Generally speaking its usually because they have to be more general purpose and safety.
Now I am a bit rusty since I haven’t worked with allocators in a serious manner in since college but there is a lot of bookkeeping that has to happen behind the scenes for them. Also, memory is a really security sensitive area so allocators may do a ton of checks to ensure memory integrity, applications are not writing where they shouldn’t be, ect.
The heap though is one of the largest sources of slowdown if I remember. To ensure the the computers memory is being used and not wasted allocators and OSs do a lot of work to try to prevent memory fragmentation which is not an easy job and can be slow.
Like with the C++ standard library, custom implementations are usually faster, but that is usually because they don’t have to worry about edges cases, checks, or can make reasonable assumptions that a general implementation can not do.

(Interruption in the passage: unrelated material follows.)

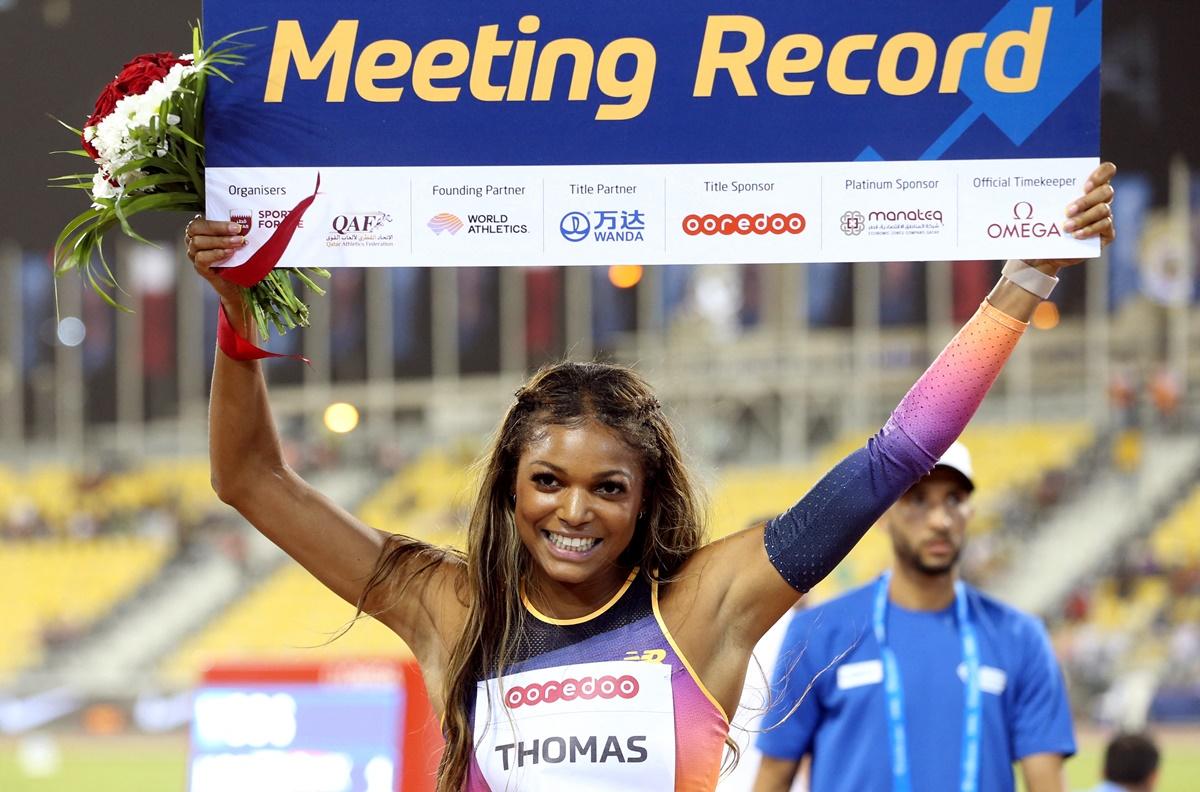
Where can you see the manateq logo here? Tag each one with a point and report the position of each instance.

Allocators are a big, fun, complex topic! I’m no expert here, but what I’ve heard or reasoned through:
Code that makes a bunch of tiny allocs and frees is likely to be slow regardless of allocator engineering. Don’t make a pile of little objects with their own addresses; consolidate them into nice, linear, arrays and vecs! This makes for better memory access (less pointer-chasing, more predictable to prefecter, less stalling, less per-object overhead), and has the benefits of being simpler if not in fact already done for you.

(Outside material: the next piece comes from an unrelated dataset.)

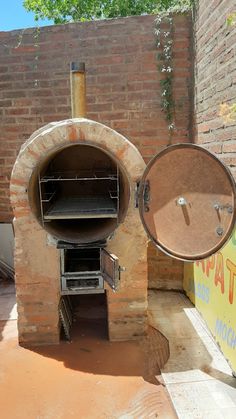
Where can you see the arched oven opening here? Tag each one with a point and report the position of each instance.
(80, 194)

Where there must be many small allocations, see if you can use an arena. The general idea is to find a lifetime that many things will have (a simulation tic, the duration of these three functions, etc), and put them all together so when they die, free() is trivial. Any (few!) survivors can be realloc()d elsewhere.
In cases where you really do need to make many individual allocations with hetrogenous lifetimes, I’m out of my depth. Consult the ancients, writers of OSs, VMs, game engines, and the like!